General information
- Location: Harbor City, Los Angeles, California
- Status: 401 units

Construction
- Constructed: 1941-1942

Listing
- Demolished: 1997

Other information
- Governing body: Housing Authority of the City of Los Angeles

= Normont Terrace =

Public housing in Harbor City, Los Angeles (1942–1997)

Normont Terrace was a 400-unit public housing project in the Harbor City neighborhood of Los Angeles, California. It was operated by the Housing Authority of the City of Los Angeles. The development was shut down and was completely razed in 1997. Norment Terrace has since been replaced by a mixed-income development and renamed Harbor Village in 1999.

==History and redevelopment ==
The housing development was originally built in 1942 and was located off Pacific Coast Highway and Vermont Avenue.
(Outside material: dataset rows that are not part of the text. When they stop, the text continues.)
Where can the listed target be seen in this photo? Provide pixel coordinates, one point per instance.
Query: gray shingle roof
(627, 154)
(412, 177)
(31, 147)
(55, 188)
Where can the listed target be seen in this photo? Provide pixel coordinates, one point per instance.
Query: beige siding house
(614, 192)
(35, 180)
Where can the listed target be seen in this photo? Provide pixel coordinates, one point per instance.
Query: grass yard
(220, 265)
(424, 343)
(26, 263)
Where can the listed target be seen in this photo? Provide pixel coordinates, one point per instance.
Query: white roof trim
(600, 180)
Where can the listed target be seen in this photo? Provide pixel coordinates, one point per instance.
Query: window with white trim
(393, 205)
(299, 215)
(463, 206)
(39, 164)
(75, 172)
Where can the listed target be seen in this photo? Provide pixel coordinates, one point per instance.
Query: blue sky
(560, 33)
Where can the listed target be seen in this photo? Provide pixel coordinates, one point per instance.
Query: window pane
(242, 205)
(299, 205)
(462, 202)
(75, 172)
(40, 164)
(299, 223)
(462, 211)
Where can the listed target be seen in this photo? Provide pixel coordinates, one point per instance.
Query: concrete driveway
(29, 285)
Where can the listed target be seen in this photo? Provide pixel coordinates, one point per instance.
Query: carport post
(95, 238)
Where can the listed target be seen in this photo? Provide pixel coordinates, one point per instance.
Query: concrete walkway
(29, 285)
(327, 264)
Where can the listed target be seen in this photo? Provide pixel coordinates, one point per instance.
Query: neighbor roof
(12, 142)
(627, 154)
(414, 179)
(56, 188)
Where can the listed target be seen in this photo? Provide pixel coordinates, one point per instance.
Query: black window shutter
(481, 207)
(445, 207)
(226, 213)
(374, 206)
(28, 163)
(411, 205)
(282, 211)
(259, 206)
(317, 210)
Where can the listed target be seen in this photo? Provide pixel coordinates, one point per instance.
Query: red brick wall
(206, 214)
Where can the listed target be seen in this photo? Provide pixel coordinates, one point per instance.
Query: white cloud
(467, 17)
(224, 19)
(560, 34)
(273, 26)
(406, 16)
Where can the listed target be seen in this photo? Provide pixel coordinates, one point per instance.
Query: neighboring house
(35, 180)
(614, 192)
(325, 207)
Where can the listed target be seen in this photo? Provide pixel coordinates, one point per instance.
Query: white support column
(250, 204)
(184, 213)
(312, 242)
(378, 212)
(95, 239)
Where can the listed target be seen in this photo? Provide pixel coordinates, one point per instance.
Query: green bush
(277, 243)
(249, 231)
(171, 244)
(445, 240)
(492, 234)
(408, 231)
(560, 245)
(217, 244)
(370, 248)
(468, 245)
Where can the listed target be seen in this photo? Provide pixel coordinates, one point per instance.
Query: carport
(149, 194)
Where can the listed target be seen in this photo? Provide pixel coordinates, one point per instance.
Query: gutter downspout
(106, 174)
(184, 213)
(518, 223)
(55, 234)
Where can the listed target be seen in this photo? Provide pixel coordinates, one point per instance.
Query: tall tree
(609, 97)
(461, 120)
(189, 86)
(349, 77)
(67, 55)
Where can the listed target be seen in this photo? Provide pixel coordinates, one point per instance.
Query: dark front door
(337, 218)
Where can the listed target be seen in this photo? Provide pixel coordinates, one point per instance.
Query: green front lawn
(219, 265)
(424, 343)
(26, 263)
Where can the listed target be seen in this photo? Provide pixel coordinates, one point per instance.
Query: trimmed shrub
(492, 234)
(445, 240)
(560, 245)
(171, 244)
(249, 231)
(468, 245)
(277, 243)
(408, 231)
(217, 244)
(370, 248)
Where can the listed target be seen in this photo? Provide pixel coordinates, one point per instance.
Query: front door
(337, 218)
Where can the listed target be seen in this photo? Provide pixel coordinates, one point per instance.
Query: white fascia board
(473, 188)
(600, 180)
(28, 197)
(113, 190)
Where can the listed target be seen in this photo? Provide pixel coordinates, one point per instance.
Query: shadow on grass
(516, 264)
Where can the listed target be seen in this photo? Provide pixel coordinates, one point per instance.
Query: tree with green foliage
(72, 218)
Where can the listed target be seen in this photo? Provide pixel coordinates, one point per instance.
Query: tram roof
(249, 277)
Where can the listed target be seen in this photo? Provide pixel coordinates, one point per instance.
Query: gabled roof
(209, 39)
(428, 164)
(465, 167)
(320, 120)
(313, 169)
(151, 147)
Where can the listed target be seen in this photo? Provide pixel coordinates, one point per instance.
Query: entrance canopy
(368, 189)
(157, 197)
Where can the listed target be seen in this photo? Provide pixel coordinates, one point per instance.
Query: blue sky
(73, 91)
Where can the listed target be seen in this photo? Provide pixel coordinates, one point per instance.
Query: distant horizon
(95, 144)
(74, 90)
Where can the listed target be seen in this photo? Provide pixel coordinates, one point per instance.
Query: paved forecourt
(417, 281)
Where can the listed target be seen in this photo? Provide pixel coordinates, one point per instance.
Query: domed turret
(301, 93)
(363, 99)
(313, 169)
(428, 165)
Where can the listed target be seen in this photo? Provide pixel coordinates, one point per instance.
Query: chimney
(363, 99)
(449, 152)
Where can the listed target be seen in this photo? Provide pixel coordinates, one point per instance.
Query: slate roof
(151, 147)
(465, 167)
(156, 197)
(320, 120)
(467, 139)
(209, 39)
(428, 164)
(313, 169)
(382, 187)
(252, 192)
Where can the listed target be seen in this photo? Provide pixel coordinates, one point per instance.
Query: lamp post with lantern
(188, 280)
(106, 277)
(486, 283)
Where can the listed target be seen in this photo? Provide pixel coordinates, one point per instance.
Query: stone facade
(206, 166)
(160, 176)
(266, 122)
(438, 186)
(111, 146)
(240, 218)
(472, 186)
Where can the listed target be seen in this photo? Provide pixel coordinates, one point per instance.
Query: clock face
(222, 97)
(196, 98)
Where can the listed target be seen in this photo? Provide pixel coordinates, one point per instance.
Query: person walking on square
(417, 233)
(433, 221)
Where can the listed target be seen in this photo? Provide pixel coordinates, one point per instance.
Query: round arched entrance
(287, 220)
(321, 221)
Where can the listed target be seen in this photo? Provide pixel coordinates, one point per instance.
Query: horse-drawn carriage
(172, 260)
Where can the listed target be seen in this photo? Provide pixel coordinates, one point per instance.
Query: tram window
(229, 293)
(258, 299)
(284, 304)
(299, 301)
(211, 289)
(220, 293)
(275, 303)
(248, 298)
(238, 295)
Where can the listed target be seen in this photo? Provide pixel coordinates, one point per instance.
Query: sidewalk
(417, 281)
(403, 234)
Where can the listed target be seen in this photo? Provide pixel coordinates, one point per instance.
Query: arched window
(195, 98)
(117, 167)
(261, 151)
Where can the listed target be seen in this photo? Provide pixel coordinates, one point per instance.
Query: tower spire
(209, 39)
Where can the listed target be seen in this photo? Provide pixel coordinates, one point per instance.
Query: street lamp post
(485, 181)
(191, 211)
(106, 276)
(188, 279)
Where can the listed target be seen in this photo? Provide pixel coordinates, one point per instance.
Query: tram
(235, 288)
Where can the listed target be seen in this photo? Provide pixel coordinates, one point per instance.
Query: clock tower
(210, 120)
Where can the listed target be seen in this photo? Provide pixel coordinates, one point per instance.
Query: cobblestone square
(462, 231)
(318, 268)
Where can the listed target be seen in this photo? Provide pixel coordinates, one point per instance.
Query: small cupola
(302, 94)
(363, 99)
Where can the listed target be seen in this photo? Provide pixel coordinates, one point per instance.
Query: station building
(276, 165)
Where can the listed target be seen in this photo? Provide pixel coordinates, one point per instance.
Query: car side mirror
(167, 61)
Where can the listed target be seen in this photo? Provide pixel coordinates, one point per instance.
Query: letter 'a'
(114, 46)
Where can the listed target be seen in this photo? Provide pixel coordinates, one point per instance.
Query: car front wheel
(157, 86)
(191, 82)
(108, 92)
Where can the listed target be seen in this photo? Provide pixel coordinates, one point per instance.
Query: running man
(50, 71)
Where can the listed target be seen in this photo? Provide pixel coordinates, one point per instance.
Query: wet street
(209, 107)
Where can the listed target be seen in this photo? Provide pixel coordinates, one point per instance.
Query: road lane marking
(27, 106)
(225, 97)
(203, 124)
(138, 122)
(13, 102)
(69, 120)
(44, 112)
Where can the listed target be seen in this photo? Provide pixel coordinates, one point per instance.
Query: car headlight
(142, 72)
It served as temporary housing for the military families and eventually became low-income housing. In the 1950s, it was occupied by whites, blacks and Hispanic families. By the early 1960s, majority of the whites moved out and it became predominately black and Latino with a small percentage of Asians living there. During the mid-1980s, crime in the project and surrounding areas began to increase with the rise in street gangs, drugs and violence. The project had become homebase for the two major street gangs, the Harbor City Crips (formed in the mid-1970s) and the Harbor City Rifas (also known as the Harbor City Boys, formed in the 1980s). Both gangs became allies and co-existed in the project until its closure. According to the Los Angeles Times, gunshots rang out frequently in Normont Terrace during the height of gang wars. In 1993 Housing Authority of the City of Los Angeles decided to demolish and redevelop the project into 800 condominiums, 400 of which will be leased to the current, low-income residents. The demolition began in 1996 and was complete in 1997. In 1999 Harbor Village opened on the former site of Normont Terrace.